I’m still dealing with undersized plants and my tomatoes are all deformed but I’m seeing some progress. Still a bit discouraged, but we finally got the fence done and had a gravel walkway put in. So it’s looking prettier and we can keep out all the critters but the raccoons.

A collage of my catfacing tomatoes

In August I finally started to see some progress. My early tomatoes had lots of catfacing problems – possibly due to the super weird weather – but they make for just fine eating regardless, and my cucumbers were really taking off. Potatoes were kind of a bust this year, too, but I had marginally better success with the beans and onions.

Everything is just like a 4-6 weeks behind regular schedule this year. I mean, I had cucumbers into the end of August and those are usually done by the fourth of July.

So here we are. September. My garden is overflowing. Tomatoes, onions, bell peppers, hot peppers, green beans, tomatillos, corn, watermelon.

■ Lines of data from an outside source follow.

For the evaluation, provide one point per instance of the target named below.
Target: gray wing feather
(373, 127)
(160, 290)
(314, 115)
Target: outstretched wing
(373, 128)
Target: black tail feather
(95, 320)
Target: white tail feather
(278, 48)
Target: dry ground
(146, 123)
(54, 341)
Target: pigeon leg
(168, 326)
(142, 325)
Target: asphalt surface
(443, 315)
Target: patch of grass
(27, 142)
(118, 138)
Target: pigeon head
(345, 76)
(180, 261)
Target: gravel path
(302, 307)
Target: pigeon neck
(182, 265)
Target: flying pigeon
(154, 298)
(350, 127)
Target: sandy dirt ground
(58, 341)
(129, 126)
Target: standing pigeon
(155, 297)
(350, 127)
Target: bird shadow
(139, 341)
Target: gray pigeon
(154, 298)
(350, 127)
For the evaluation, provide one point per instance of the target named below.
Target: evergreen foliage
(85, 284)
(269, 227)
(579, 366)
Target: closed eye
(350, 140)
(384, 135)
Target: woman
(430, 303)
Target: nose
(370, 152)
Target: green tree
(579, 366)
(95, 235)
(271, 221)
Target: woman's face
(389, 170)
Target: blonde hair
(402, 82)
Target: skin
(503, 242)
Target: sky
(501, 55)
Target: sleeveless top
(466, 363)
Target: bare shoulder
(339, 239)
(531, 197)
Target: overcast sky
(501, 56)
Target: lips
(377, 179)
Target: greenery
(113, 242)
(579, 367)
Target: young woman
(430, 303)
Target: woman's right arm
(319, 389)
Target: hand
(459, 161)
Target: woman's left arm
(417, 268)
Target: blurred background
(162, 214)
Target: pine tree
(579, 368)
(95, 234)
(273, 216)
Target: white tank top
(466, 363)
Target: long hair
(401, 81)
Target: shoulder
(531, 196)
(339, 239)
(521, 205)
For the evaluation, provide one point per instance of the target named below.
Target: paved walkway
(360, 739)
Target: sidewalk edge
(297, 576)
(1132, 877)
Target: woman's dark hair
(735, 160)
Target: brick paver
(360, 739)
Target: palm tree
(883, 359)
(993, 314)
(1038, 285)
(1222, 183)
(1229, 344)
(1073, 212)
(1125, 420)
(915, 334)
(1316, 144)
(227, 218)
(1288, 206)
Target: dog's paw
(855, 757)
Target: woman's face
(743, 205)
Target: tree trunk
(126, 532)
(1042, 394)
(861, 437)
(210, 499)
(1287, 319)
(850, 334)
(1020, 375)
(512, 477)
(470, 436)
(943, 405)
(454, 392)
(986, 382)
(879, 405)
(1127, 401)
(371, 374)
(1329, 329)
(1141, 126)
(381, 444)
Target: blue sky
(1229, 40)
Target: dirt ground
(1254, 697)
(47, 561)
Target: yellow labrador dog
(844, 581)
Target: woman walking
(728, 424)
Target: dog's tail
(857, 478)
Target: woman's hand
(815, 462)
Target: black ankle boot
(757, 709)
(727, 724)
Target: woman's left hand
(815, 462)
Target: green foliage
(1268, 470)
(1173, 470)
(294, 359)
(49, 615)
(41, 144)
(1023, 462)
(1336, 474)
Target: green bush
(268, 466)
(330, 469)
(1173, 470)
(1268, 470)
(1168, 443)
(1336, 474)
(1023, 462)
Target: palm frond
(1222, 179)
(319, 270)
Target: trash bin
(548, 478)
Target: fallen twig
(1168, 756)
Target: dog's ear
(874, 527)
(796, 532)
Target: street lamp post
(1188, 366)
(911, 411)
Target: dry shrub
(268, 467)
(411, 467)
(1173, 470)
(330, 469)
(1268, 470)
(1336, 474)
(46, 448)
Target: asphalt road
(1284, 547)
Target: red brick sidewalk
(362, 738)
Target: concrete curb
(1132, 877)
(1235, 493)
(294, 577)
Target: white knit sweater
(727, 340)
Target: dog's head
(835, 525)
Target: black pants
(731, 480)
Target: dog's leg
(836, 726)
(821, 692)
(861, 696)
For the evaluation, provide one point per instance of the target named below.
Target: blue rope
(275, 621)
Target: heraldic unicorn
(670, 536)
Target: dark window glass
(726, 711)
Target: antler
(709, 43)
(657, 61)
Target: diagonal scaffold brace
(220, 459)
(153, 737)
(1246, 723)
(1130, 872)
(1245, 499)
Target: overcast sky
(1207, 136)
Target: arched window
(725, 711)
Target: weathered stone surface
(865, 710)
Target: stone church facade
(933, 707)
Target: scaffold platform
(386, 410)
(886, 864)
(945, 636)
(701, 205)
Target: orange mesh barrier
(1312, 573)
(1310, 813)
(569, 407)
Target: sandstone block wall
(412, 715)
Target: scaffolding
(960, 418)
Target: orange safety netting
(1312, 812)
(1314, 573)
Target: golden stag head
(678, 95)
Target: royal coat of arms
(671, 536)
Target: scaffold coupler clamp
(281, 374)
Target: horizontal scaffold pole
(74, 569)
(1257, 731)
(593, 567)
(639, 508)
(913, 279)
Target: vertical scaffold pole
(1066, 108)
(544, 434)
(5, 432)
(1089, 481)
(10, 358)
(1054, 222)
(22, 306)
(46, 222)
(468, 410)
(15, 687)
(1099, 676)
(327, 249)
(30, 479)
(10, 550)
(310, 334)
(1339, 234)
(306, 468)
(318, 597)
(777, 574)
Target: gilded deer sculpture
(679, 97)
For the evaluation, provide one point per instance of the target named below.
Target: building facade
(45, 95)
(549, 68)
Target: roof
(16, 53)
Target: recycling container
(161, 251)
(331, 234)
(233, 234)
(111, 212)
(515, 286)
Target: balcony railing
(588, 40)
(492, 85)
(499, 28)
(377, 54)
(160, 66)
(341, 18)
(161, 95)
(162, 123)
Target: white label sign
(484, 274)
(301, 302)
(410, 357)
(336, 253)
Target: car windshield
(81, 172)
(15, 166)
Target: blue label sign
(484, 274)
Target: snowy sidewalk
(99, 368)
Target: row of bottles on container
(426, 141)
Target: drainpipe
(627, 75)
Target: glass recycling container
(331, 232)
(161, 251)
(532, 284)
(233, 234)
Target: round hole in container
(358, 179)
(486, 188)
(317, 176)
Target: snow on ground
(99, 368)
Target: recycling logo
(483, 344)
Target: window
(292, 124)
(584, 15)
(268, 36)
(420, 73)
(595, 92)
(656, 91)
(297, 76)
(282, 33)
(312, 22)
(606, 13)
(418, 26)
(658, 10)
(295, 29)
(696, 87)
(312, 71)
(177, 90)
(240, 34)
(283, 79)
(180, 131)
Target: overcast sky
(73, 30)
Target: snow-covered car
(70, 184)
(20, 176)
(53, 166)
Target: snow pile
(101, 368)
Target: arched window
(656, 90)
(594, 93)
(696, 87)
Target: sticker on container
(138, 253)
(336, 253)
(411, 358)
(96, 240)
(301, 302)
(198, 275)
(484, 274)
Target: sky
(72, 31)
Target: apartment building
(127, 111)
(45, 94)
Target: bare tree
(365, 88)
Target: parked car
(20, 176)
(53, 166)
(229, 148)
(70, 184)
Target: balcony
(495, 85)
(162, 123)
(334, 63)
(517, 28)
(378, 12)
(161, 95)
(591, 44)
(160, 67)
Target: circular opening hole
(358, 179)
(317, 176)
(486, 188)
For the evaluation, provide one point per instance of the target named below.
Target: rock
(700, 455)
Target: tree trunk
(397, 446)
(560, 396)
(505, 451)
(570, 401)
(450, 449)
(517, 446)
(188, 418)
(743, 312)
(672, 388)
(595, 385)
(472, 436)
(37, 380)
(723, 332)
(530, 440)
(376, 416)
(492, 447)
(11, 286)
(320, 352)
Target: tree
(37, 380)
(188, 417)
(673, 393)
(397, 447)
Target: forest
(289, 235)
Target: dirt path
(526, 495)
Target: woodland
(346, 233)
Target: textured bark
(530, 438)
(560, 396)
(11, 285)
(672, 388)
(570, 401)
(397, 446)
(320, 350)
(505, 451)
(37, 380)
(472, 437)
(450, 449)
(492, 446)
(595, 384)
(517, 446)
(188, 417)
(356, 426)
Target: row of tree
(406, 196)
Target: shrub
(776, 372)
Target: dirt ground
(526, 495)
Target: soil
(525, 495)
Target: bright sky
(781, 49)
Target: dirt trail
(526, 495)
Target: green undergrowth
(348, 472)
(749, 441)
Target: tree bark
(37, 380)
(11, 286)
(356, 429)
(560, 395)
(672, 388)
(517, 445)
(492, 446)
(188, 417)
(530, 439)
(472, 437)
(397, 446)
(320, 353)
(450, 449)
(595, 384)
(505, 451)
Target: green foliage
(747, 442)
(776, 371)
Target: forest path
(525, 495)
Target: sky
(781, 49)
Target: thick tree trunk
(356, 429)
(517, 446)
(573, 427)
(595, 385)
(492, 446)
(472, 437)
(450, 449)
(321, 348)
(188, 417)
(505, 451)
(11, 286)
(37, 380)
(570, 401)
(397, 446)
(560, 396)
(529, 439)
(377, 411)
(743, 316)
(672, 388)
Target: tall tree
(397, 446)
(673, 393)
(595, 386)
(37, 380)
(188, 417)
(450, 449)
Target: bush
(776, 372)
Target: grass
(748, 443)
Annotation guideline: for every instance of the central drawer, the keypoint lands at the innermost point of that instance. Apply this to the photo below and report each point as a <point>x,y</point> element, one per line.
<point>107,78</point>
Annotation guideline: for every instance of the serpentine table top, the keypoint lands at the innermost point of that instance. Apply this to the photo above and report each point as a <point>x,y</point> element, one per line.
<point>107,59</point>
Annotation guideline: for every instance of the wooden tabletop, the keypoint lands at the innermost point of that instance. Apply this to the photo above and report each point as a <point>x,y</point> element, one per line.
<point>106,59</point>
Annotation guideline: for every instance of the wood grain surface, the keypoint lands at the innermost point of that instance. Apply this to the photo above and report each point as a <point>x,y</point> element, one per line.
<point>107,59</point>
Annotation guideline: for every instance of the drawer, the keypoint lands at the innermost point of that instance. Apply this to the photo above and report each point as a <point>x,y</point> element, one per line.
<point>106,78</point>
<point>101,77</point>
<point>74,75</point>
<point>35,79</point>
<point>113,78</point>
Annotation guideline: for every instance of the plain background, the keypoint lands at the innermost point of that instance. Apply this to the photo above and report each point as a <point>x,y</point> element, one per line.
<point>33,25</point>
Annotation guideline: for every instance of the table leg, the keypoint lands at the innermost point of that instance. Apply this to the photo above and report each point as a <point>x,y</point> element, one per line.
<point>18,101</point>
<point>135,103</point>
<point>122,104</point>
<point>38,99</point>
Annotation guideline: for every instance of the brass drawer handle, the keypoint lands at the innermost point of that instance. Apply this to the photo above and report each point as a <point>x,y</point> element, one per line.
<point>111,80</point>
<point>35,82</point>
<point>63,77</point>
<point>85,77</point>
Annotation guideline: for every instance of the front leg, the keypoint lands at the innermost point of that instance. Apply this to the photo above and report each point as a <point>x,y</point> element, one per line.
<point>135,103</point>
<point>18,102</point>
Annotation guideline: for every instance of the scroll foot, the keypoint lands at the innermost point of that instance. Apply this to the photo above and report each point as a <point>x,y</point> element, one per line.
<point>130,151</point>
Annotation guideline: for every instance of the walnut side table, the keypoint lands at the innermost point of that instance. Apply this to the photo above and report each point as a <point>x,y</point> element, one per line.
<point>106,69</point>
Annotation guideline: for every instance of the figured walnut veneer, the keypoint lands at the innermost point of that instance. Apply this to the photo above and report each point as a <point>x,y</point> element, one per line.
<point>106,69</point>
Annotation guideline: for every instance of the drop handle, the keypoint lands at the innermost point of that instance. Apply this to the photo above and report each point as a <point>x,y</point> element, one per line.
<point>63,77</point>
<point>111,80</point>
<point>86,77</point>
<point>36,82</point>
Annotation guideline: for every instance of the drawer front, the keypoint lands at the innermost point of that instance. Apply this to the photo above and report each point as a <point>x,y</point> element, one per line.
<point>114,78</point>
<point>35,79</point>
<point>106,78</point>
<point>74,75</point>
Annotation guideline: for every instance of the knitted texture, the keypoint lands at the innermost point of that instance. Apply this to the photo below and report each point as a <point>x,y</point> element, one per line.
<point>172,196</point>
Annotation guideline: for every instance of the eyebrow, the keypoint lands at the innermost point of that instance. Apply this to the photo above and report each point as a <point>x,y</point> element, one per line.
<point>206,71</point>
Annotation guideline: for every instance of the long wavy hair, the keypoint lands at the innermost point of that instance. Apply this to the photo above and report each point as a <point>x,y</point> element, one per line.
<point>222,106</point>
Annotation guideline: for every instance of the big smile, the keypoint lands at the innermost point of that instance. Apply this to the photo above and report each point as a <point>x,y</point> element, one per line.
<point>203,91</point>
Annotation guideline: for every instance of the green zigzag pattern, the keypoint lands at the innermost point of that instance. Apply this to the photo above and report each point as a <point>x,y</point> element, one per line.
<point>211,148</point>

My hatch chilis last year didn’t grow to even half this size. Finally got some decent ones for roasting!

EVERY YEAR.

Every single year the harvest comes around to remind me.

This is what I posted last year around mid-July (which translates to about now in this weirdly-delayed year):

Just yesterday, I was venting to my husband about the garden. I know you all see a snapshot in my story but the reality is – it feels like an uphill battle most days. Every single fruit and veggie has been (and still is) a fight. Squash bugs, vine borers, cucumber beetles, hornworms, cabbage loopers, fruitworms, powdery mildew, and whatever the heck is eating my bean leaves, to name a few. I easily spend 20-30 hours a week weeding, pruning, treating, fertilizing, watering (it’s been exceptionally hot and dry), and managing pests.
It’s starting to wear on me.
But sometimes, the universe knows just when you need a win.

So if you’ve made it this far, that is what I came to say.

It’s a lot of hard work. There are many, many days when you look at what you’ve built and you can’t see the progress. It seems like you’re pedaling nowhere.

But you’re not.

I promise you (and I remind my future self) that – at least in gardening – you will reap the rewards of your efforts.

Be patient. Don’t compare this moment to everyone else’s moments. It’s your moment. Enjoy it.